Ogasawara：Regarding the supercomputer, its architecture was revised at the time of the recent procurement, and the operating software was completely rewritten toaccommodate the new architecture.. As a result, its operational performance has been massively improved. The previous supercomputer had a logical peak operation performance of 20 TFLOPS, whereas the current one has reached 169 TFLOPS. This is expected to increase to 366 TFLOPS after an interim upgrade. An upgrade was made to its storage capacity as well. The previous supercomputer had 0.65 PB on disk and 0.75 on tape. The current one has a capacity of 2 PB for computation and a separate capacity of 3 PB for the archive. After the interim upgrade, these will be raised to 7 PB and 5.5 PB, respectively.

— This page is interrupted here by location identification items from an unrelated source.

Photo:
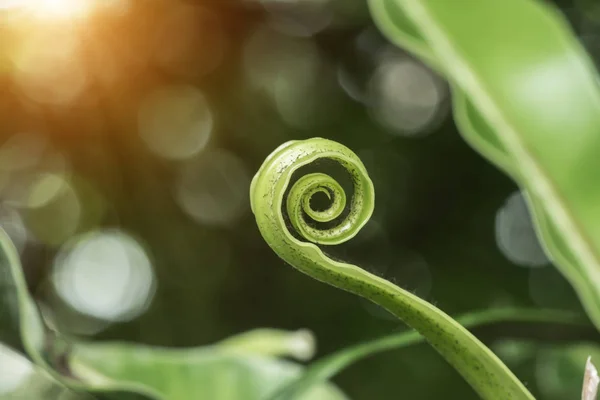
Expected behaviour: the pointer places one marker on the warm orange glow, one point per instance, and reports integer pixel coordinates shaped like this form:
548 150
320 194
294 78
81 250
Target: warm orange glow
59 9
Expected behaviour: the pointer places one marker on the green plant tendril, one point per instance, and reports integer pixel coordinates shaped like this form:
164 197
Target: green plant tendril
490 378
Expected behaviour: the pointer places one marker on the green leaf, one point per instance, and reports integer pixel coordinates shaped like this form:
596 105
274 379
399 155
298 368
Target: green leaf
241 367
559 371
23 380
333 364
204 373
526 97
21 325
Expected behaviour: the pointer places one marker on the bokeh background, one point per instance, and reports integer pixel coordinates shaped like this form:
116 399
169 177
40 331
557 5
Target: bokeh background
130 130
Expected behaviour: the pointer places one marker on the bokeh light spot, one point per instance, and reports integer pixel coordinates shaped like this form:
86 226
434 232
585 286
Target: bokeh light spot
516 236
107 275
175 122
214 188
54 209
406 96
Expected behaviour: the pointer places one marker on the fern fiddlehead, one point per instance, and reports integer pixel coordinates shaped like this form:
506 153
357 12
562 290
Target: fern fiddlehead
291 226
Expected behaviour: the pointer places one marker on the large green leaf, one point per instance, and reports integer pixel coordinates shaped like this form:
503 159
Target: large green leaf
204 373
526 96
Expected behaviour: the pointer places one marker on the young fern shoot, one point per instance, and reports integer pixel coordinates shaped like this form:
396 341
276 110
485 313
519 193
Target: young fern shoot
275 199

A notable characteristic of the system lies in its heavy I/O load. At peak times, there are as many as 500,000 data entries a day. It is fairly difficult to create database indices. We pay a lot of attention to increasing the speed of the I/O process. For example, we have introduced a Lustre parallel-distributed file system. Regarding computer nodes, there is one FAT node with a 10 TB memory, two medium nodes with 2 TB of memory each, and 352 thin nodes with 64 GB of memory each, all of which are in operation.
What about the network?
Ogasawara：Nearly 1,100 researchers have registered as DDBJ users. Almost every day, they upload nucleotide sequence data and conduct analysis using our supercomputer. Aside from that, DDBJ exchanges data with GenBank and EMBL-Bank. The traffic from outsiders is much higher than that inside the NIG premises. The data stored in DDBJ and the supercomputer computing resources constitute the key infrastructure supporting Japan’s DNA research, which is why the network needs to have a high level of performance and reliability. As SINET provides solid support in this respect, NIG manages to provide stable service to researchers. At the moment, we always have a bandwidth of 3 to 4 Gbps, and we have no complaints about the network.
Lastly, can you talk about future developments?
Nakamura：DDBJ will continue to fulfill its key missions of continuing to archive massive nucleotide sequence data and provide computer resources. However, as we have mentioned many times, there is no sign of a halt in the growth of data capacity or in performance improvements in sequencers and computers. As there is demand to make the most of network bandwidth, we have great expectations for the future development of SINET.